I would like to find the corresponding item in a list but the code below seems to find the corresponding item and then moves on item further as shown:
a = [1,2,3,4]
b = [5,6,7,8]
for i in a:
if i == 1:
print b[i]
Which gives me:
6
When I thought it should print:
5
In which case I'm now having to write:
print b[i-1]
python list index starts from 0 .
when you try to iterate a list you will be getting each and every element in the list
for example:
a = [1,2,3,4]
for element in a:
print element
will be printing [1,2,3,4]
incase if you want to get the index along with the element you should use enumerate function
for example:
a = [1,2,3,4]
for index, element in enumerate(a):
print index, element
will be printing 0,1 where 0 is the index of 1 in list 1,2 2,3 3,4
in you program you can use enumerate to achieve what you want
a = [1,2,3,4]
b = [5,6,7,8]
for index, i in enumerate(a):
if i == 1:
print b[index]
will yield you the result you want.
Your condition is i==1, so when this is satisfied it naturally always looks up the second element (counting from 0) of b. (If the value 1 appeared at some other location in a, the workaround b[i-1] you are using would fail.)
I suspect what you want is
a = [1,2,3,4]
b = [5,6,7,8]
print b[a.index(1)]
(note that this avoids the unnecessary for loop). But your question isn't clear.

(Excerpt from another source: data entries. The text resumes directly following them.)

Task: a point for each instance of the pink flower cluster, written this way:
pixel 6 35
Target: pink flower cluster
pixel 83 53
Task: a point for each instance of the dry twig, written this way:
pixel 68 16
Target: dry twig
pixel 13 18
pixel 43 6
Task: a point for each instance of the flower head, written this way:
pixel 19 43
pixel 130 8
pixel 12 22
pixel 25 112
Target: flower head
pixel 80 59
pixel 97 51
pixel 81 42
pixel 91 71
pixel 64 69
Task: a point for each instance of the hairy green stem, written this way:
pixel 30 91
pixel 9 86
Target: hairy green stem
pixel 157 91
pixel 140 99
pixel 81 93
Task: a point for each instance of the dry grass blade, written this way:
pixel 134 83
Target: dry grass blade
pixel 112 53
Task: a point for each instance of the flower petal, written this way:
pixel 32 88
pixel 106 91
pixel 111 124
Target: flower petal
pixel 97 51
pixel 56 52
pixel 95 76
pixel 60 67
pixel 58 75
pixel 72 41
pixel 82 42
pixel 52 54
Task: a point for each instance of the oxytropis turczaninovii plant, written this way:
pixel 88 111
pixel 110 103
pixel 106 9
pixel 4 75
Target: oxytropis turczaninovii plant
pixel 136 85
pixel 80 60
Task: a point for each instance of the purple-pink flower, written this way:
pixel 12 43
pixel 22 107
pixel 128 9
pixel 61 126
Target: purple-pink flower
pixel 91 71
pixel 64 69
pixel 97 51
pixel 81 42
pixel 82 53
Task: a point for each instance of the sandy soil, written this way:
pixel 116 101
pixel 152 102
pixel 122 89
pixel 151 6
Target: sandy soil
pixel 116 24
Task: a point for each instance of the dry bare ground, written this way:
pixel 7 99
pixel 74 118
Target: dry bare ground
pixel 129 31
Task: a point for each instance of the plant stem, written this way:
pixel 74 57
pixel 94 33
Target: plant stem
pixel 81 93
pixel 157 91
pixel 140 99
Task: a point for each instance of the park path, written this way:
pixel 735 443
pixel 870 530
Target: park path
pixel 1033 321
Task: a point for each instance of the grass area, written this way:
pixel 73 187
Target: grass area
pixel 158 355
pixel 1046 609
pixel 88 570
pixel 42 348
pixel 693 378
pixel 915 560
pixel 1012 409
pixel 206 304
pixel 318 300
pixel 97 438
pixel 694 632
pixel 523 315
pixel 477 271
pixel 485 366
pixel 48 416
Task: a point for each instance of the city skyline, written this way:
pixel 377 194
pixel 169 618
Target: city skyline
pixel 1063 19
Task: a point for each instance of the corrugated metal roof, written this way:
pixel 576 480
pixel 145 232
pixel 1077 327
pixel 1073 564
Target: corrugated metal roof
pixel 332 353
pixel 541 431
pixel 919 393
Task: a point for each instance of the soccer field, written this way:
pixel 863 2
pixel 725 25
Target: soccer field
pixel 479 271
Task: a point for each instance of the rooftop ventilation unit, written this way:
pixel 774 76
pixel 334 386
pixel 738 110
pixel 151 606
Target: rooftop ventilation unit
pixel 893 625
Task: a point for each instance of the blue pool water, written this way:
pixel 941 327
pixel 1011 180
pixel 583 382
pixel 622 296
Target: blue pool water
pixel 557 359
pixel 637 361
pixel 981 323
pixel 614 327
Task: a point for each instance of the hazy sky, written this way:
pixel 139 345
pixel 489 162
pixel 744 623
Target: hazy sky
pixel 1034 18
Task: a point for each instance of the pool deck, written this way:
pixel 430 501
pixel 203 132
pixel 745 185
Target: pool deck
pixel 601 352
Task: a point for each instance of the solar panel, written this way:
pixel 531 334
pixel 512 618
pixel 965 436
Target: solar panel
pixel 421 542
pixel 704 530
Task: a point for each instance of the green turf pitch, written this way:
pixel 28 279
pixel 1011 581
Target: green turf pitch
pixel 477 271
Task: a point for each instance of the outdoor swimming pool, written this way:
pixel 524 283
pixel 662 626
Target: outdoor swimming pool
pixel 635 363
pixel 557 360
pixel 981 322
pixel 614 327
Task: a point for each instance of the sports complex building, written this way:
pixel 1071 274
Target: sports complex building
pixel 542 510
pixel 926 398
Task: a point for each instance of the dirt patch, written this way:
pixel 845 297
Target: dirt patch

In your code, i==1 corresponds to the 0th element of a.
a.index(i) gives us the index with which we can print the corresponding element of b.
a = [1,2,3,4]
b = [5,6,7,8]
for i in a:
if i == 1:
print b[a.index(i)]
This would print the first element of b i.e 5
The reason, as everyone has mentioned, is because Python lists are 0-based.
When i == 1, you then print b[i] == b[1] == 2
To get the index, you need to use enumerate, which returns the index then the element at that index.
Here's how you should use it.
for idx, elem in enumerate(a):
if elem == 1:
print b[idx]